Por otra parte, el directivo recomendó a las universidades cuidar sus activos digitales, ya que pueden ser blanco fácil de estudiantes con conocimientos de informática y capaces de lanzar algún tipo de ciberataque o descargar malware desde varias fuentes. Agregó que también el nivel superior debe vigilar cómo se comparten recursos e información, además de prepararse para cualquier contingencia en materia de ciberseguridad, pues dentro de esa proactividad está el asegurar las aplicaciones críticas tales como aplicaciones de pagos, inscripciones, calificaciones, etcétera, con las cuales pueda operar con normalidad y hacerlo de forma eficiente.

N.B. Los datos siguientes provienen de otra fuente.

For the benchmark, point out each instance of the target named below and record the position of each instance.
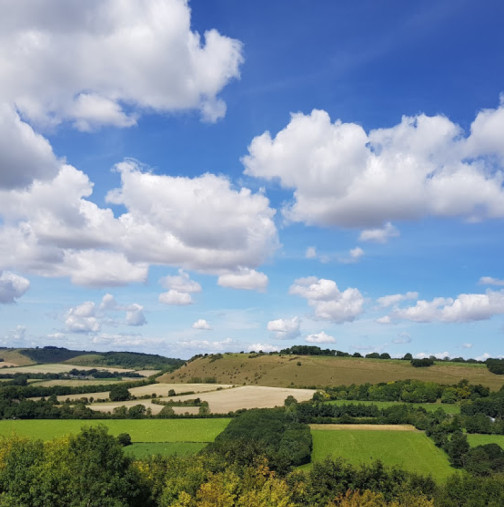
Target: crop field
(480, 439)
(12, 357)
(79, 382)
(57, 368)
(291, 371)
(411, 450)
(140, 430)
(161, 389)
(430, 407)
(222, 402)
(108, 406)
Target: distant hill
(318, 371)
(51, 354)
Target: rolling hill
(319, 371)
(51, 354)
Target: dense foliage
(91, 469)
(409, 391)
(273, 433)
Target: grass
(321, 371)
(142, 450)
(14, 356)
(140, 430)
(410, 450)
(430, 407)
(479, 439)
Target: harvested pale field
(108, 407)
(321, 371)
(59, 368)
(364, 427)
(162, 389)
(13, 357)
(148, 373)
(79, 382)
(229, 400)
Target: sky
(185, 177)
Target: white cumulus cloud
(394, 299)
(423, 166)
(265, 347)
(328, 302)
(202, 324)
(321, 337)
(285, 329)
(12, 286)
(380, 234)
(245, 279)
(489, 280)
(119, 59)
(464, 308)
(51, 228)
(180, 288)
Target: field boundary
(367, 427)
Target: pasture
(430, 407)
(408, 449)
(145, 449)
(140, 430)
(321, 371)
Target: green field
(145, 449)
(479, 439)
(430, 407)
(412, 451)
(140, 430)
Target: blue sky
(186, 177)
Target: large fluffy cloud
(180, 288)
(245, 279)
(464, 308)
(285, 329)
(24, 154)
(343, 176)
(89, 317)
(12, 287)
(52, 228)
(327, 301)
(101, 62)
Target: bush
(419, 363)
(124, 439)
(119, 392)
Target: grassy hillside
(305, 371)
(51, 354)
(412, 451)
(14, 357)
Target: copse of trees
(409, 391)
(495, 366)
(273, 433)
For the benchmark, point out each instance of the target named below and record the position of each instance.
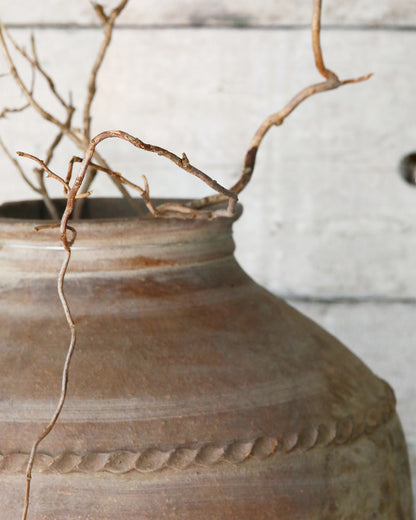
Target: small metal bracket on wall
(407, 168)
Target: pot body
(193, 393)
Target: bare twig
(25, 90)
(72, 191)
(6, 110)
(18, 167)
(107, 21)
(78, 137)
(65, 372)
(331, 82)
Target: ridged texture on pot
(194, 393)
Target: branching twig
(71, 192)
(107, 21)
(77, 137)
(331, 82)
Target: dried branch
(65, 372)
(71, 192)
(7, 110)
(331, 82)
(77, 137)
(107, 21)
(25, 90)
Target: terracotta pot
(194, 393)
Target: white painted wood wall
(328, 223)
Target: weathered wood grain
(234, 13)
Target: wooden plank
(326, 213)
(233, 13)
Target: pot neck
(126, 244)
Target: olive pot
(194, 394)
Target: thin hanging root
(65, 372)
(331, 82)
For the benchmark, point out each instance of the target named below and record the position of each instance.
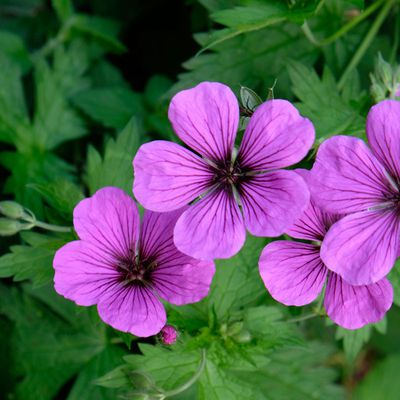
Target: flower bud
(9, 227)
(11, 209)
(168, 335)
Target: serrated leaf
(322, 102)
(103, 30)
(111, 106)
(250, 60)
(381, 382)
(115, 168)
(33, 263)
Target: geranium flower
(294, 274)
(168, 176)
(350, 178)
(125, 268)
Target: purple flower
(126, 269)
(168, 335)
(350, 178)
(294, 274)
(168, 176)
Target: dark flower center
(227, 174)
(134, 271)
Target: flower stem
(53, 228)
(344, 29)
(191, 381)
(365, 43)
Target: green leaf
(55, 121)
(33, 263)
(251, 18)
(237, 284)
(381, 382)
(321, 101)
(111, 106)
(13, 46)
(103, 30)
(62, 195)
(63, 8)
(250, 60)
(115, 168)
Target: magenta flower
(168, 176)
(350, 178)
(126, 269)
(294, 274)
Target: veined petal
(362, 247)
(313, 222)
(212, 228)
(352, 307)
(168, 176)
(206, 118)
(133, 309)
(177, 278)
(346, 176)
(277, 136)
(272, 202)
(83, 272)
(292, 272)
(383, 132)
(109, 220)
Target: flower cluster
(200, 202)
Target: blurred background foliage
(82, 85)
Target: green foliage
(115, 168)
(332, 112)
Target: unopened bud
(11, 209)
(168, 335)
(9, 227)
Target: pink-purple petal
(353, 307)
(347, 177)
(292, 272)
(109, 220)
(177, 278)
(206, 118)
(168, 176)
(83, 272)
(272, 202)
(133, 309)
(212, 228)
(383, 132)
(277, 136)
(362, 247)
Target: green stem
(365, 43)
(302, 318)
(53, 228)
(191, 381)
(344, 29)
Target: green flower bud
(9, 227)
(11, 209)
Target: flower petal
(178, 278)
(292, 272)
(212, 228)
(167, 176)
(362, 247)
(383, 132)
(277, 136)
(206, 118)
(83, 272)
(313, 222)
(109, 220)
(273, 202)
(352, 307)
(133, 309)
(346, 177)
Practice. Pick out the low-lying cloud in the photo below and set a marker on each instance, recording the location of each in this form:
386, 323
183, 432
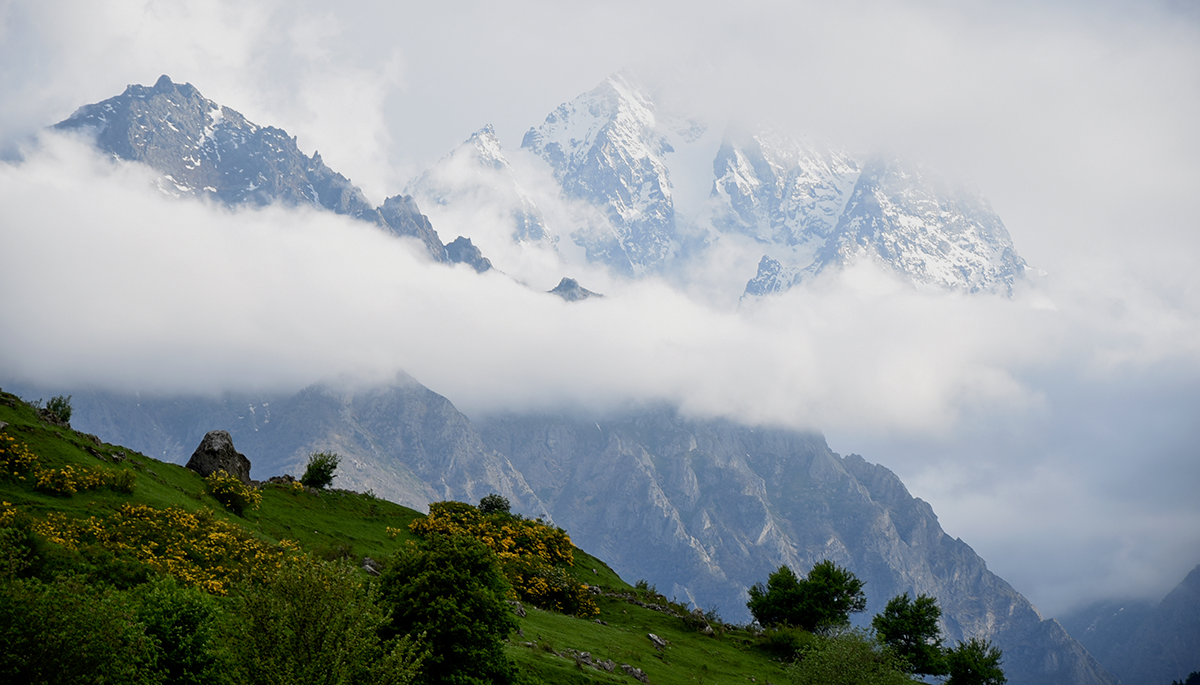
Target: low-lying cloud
1051, 431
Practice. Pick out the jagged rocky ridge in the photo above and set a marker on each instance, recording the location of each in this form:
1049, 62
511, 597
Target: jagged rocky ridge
809, 206
702, 506
605, 148
477, 175
204, 149
702, 509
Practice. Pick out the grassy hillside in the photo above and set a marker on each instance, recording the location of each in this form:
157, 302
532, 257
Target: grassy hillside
549, 647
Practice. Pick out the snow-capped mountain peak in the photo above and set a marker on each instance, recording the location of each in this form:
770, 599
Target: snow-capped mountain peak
605, 148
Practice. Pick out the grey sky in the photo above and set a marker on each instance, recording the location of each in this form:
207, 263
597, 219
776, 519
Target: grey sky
1055, 432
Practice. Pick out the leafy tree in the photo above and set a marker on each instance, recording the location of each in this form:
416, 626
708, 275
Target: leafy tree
847, 658
184, 624
493, 504
319, 470
822, 600
60, 407
71, 632
451, 590
975, 662
910, 629
317, 623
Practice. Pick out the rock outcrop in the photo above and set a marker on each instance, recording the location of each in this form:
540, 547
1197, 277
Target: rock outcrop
217, 454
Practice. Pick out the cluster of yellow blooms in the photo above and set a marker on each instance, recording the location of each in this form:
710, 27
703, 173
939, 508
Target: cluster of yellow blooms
533, 554
197, 548
18, 461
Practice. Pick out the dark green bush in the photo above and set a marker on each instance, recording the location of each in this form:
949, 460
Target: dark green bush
493, 504
319, 472
229, 491
69, 631
60, 407
317, 623
183, 622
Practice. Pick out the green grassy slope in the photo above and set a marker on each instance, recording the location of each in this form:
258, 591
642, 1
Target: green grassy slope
547, 648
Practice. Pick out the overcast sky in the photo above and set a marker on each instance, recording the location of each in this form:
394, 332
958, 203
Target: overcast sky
1055, 432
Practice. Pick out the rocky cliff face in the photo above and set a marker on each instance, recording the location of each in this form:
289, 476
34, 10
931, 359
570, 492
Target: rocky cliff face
605, 148
703, 509
810, 206
1141, 642
478, 175
208, 150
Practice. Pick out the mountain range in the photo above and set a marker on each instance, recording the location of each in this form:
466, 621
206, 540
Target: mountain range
705, 508
805, 206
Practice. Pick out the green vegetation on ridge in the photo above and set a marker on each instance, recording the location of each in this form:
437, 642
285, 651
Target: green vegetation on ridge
205, 581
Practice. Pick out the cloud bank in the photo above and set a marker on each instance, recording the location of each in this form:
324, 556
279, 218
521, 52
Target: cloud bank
1054, 431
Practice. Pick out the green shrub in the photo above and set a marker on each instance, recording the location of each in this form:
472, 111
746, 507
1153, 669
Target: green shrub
60, 407
847, 658
229, 491
453, 590
184, 624
319, 472
317, 623
493, 504
785, 643
69, 631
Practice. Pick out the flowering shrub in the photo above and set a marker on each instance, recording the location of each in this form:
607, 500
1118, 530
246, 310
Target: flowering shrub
16, 458
234, 494
533, 554
17, 461
197, 548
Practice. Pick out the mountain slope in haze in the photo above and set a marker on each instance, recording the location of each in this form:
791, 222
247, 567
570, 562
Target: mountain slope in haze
606, 148
707, 508
702, 509
208, 150
1144, 643
477, 174
403, 442
809, 206
831, 210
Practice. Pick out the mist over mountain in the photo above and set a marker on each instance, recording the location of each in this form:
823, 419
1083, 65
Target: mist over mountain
804, 212
203, 149
807, 206
1144, 642
701, 509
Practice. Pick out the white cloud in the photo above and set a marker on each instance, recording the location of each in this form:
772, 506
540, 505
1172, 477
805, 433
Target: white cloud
1019, 421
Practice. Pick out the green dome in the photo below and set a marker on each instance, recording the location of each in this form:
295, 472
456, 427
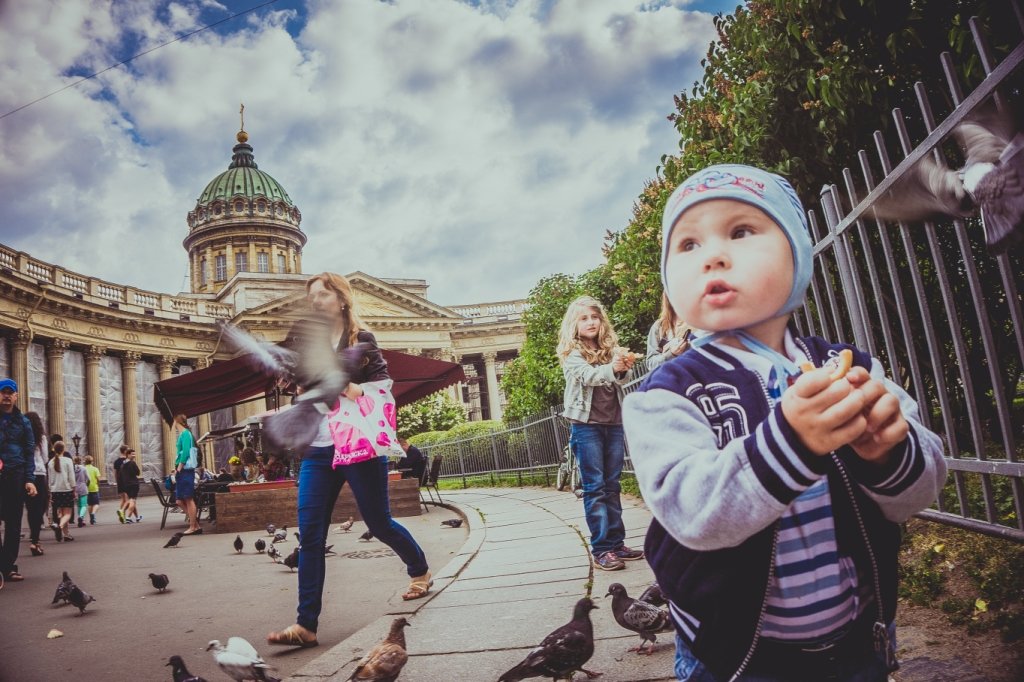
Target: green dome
244, 177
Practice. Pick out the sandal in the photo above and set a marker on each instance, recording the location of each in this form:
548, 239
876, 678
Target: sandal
418, 588
294, 635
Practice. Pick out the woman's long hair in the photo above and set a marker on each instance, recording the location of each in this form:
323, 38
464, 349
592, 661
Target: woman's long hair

En ese sentido, Oswaldo Palacios dijo que es importante microsegmentar las aplicaciones críticas, para detectar de manera rápida y exacta brechas de seguridad e intentos de movimientos laterales de malware.  Asimismo contar con la visibilidad de cómo se comunican las aplicaciones a nivel proceso, para obtener un  nuevo nivel de seguridad que permita  tomar decisiones rápida y efectivamente de los accesos y restricciones que deben tener las aplicaciones críticas, sin importar si están en un data center físico o en la nube.

Por último, el directivo destacó que también se requiere de bloquear o permitir los flujos de información a nivel proceso de la misma aplicación, facilitando el ambiente “Zero Trust” y la remediación.